Poirot 4.3: Poirot non sbaglia

Cattiva idea, a mio modesto avviso, schierare questo adattamento del romanzo di Agatha Christie (*) subito dopo Delitto in cielo, con il quale condivide lo svolgimento a sorpresa, in cui solo nel lunghissimo spiegone finale ci viene presentato un particolare che rende comprensibile l'azione dell'omicida, e la presenza di un personaggio fondamentale che appare per gran parte del tempo sotto mentite spoglie.

La trama è qui molto più complicata, c'è un continuo entrare e uscire di scena di personaggi che agiscono senza che si abbia modo di approfondire il senso della loro presenza. La produzione si deve essere resa conto che se avessero mantenuto l'impostazione originaria, ci sarebbe stata una rivolta tra gli spettatori, e così ha lasciato che la sceneggiatura (Clive Exton) rivoluzionasse la struttura del racconto, aggiungendo un introduzione spuria che fa da gigantesco spoiler rendendo chiaro quello che altrimenti sarebbe impossibile da capire. Ci sono anche alcuni ritocchi, come la scomparsa di un personaggio secondario, il che semplifica la vicenda con gli effetti collaterali di alleggerire il tema politico, togliere spessore al personaggio interpretato da Sara Stewart e rendere meno antipatico quello di Christopher Eccleston.

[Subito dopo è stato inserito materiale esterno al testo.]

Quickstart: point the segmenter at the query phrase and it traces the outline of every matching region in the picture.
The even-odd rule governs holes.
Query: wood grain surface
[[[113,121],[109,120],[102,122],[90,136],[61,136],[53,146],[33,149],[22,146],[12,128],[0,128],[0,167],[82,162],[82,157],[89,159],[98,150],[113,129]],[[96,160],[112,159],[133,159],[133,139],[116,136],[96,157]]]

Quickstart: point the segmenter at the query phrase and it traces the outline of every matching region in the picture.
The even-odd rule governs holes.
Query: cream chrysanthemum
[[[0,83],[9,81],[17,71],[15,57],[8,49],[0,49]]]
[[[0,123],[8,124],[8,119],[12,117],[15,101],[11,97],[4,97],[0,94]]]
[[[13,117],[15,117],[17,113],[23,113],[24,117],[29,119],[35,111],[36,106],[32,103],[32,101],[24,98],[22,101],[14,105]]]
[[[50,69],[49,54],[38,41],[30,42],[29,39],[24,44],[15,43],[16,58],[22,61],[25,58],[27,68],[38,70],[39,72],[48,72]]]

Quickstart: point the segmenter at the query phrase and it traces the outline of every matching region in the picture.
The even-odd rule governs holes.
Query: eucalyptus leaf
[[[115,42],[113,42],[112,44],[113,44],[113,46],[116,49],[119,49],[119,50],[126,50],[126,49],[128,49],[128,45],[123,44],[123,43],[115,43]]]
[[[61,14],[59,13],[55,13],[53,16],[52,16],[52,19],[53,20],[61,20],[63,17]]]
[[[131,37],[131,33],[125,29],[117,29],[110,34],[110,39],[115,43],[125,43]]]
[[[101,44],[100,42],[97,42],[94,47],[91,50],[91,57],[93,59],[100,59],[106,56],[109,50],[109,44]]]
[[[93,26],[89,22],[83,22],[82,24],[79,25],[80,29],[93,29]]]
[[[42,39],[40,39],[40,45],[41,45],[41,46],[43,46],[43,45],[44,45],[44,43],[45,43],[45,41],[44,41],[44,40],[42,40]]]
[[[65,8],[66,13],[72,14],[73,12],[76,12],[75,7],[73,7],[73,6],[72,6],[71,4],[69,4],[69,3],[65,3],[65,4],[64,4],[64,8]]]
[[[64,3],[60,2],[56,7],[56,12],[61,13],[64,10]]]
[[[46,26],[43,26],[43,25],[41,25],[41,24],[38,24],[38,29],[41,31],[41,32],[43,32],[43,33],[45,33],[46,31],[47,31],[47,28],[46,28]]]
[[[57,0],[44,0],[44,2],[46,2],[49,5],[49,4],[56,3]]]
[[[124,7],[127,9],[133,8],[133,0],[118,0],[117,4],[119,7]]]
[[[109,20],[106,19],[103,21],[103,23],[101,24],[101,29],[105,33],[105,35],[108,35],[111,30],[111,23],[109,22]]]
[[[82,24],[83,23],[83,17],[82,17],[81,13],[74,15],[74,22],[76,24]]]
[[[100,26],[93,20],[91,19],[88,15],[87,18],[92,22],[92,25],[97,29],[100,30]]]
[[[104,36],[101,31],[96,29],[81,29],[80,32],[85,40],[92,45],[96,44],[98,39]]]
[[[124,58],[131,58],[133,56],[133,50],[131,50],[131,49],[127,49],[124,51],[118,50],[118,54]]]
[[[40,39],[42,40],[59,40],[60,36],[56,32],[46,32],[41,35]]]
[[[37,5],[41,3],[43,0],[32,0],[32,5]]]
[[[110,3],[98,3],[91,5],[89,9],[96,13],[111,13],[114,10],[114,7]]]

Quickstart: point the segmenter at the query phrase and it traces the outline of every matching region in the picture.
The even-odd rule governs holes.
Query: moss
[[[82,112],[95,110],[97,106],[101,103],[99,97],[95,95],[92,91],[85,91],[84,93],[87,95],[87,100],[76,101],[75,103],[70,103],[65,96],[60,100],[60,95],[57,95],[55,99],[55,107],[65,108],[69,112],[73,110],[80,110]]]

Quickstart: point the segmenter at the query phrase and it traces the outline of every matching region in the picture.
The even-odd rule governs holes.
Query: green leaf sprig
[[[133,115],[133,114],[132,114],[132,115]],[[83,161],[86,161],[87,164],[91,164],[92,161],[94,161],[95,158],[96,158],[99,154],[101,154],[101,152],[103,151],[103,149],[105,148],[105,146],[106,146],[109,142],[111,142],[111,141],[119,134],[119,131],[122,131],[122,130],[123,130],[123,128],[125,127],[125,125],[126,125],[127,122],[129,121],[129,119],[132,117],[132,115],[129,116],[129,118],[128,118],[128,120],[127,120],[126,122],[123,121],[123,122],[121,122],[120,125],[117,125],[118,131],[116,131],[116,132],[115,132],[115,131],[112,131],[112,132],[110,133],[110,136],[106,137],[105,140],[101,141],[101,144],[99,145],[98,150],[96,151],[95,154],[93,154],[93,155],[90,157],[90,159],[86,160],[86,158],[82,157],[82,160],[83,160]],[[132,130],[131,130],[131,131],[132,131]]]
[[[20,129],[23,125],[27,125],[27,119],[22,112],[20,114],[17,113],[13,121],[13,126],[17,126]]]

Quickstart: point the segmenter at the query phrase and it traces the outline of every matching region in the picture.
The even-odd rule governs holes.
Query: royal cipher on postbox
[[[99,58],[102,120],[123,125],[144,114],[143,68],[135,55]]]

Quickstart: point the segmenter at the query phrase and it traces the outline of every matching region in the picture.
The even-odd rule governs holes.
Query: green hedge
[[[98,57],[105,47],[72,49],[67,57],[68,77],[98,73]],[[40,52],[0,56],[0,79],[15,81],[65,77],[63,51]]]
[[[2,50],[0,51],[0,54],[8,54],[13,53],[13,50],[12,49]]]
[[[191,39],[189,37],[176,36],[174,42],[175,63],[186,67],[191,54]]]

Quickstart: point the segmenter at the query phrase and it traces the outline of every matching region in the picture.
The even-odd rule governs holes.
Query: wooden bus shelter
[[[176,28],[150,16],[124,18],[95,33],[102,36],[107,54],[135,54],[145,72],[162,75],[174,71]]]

Tutto sembra ruotare attorno al dentista di Poirot (David Suchet) che inopinatamente si suicida poco dopo aver lavorato sul suo spaventato cliente. O meglio, a Japp (Philip Jackson) sembra che sia un chiaro caso di suicidio, Poirot è meno convinto. Anche Japp inizia a dubitarne quando scopre che l'ultimo cliente (Kevork Malikyan) ad aver visto vivo il dentista muore anch'esso, e poi un'altra cliente scompare misteriosamente senza lasciar tracce.

Un importante banchiere, che ha pure un rilevante peso politico, potrebbe essere il vero bersaglio di questa moria, e questo mette in una luce sinistra un tipaccio (Eccleston) che fa il filo all'impiegata del dentista e che trova incongruamente lavoro come giardiniere del banchiere. Altre cose strane succedono a rendere apparentemente insensato tutto quanto, senonché alla fine si scopre che ...

(*) One, two, buckle my shoe, 1940. Il titolo riprende una filastrocca usata dai bambini per giocare a campana, o meglio ad una sua versione inglese. Simpatica l'idea di reiterarla nella colonna sonora, arrangiandola in svariati modi, alcuni dei quali degni di un film horror.